In our last blog on AI innovation in insurance, we had a little fun with ChatGPT by asking it about technology trends in the industry. In this piece, we’ll focus on applying generative AI to the insurance industry today rather than using it to forecast the future.
Much of today’s discussion around AI starts with personal productivity and quickly moves toward the implications for an organization when individuals leverage it. As I always recommend to folks new to the world of generative AI, start by experimenting with something you know well and use it to get an accurate understanding of the limits and capabilities of the technology.
In our recent webinar, The ChatGPT & AI Revolution: An Executive’s Guide, we cover additional exercises and use cases for integrating ChatGPT as a productivity solution at the individual and organizational levels.
With the widespread use of AI technologies exploding, most insurance businesses are currently in a stage where they’re self-assessing if they are ready to adopt these capabilities and determining how they can provide them to their workforce responsibly. But once you’re ready to safely apply the technology, where do you start? We’ll cover some ways insurance carriers and brokers can apply AI to their existing processes, as well as criteria for evaluating which projects are the most viable for this.

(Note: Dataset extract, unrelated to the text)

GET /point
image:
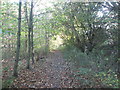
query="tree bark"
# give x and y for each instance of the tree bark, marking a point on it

Focusing on the Now Versus the New
Once you’re prepared to implement AI at an enterprise level, you need to understand where and how you can and should apply it. Traditionally, many emerging technologies and innovations have been associated with full solutions that solve business problems in their entirety. This is particularly true in insurance, where InsurTech innovations are typically full solutions targeting a specific part of the value chain.
But with AI, the best use cases come as an integrated part of comprehensive solutions rather than a replacement of them – focusing on “the now” (improving current projects) instead of “the new” (a top-to-bottom process overhaul). Where can you supplement these tools to help with problems you’re already trying to solve? Consider the following criteria to help evaluate which of your current initiatives are the best candidates for AI optimization.
Is there a component of the solution that involves structuring information in a consumable way? Often, the work involved in collecting and organizing information into consumable outputs can be very manual and time-consuming. Generative AI can aid in this process by analyzing a large volume of text data and grouping similar content into clusters based on topics or themes, categorizing the information for easier access and retrieval.
For example, suppose you’re already focusing on reducing the pain of inconsistencies and inaccuracies in submissions from brokers. Why not use generative AI as part of that solution to take disparate pieces of information and structure it more consistently and more readably for underwriters?
Digest Large Amounts of Data
What processes involve individuals analyzing and working with large amounts of data? If you need to pour through repositories of documents or spreadsheets, generative AI can help summarize or find important information faster and more accurately than a person can. It can extract specific things like names, dates, locations and numerical data from unstructured text to streamline data collection and analysis.
For example, if you’re trying to streamline your claims authority approval process, you could use a large-language model to summarize the claim that a manager can easily consume to quickly determine if it warrants payment approval.
Ideate and Research Interactively
Finally, these technologies can present information more interactive and iteratively, boosting user experience and efficiency. AI-driven virtual assistants and chatbots can guide users through complex information, providing interactive explanations and answers to user queries.
For example, if you’re struggling with leveraging knowledge base articles for your core claims, policy or billing solution because it is too time consuming to find the right one, ChatGPT or a similar solution can provide an interactive and streamlined approach for obtaining useful problem-solving information in a more satisfying way across your workforce.
While you may currently be engaging in initiatives like the examples above, you are more likely to have a different set of ongoing projects. The key is to evaluate those existing efforts to similarly identify ways that a large language model can enhance the solution you are building. Eventually, you may consider more extensive and dedicated solutions, but until then, you are better off applying the technology as a supplement to existing in-flight solutions.
In the meantime, a simple exercise to consider the advantages of a large language model to enhance solutions you are currently contemplating can be a great way to introduce the technology into your ecosystem in an immediately beneficial way.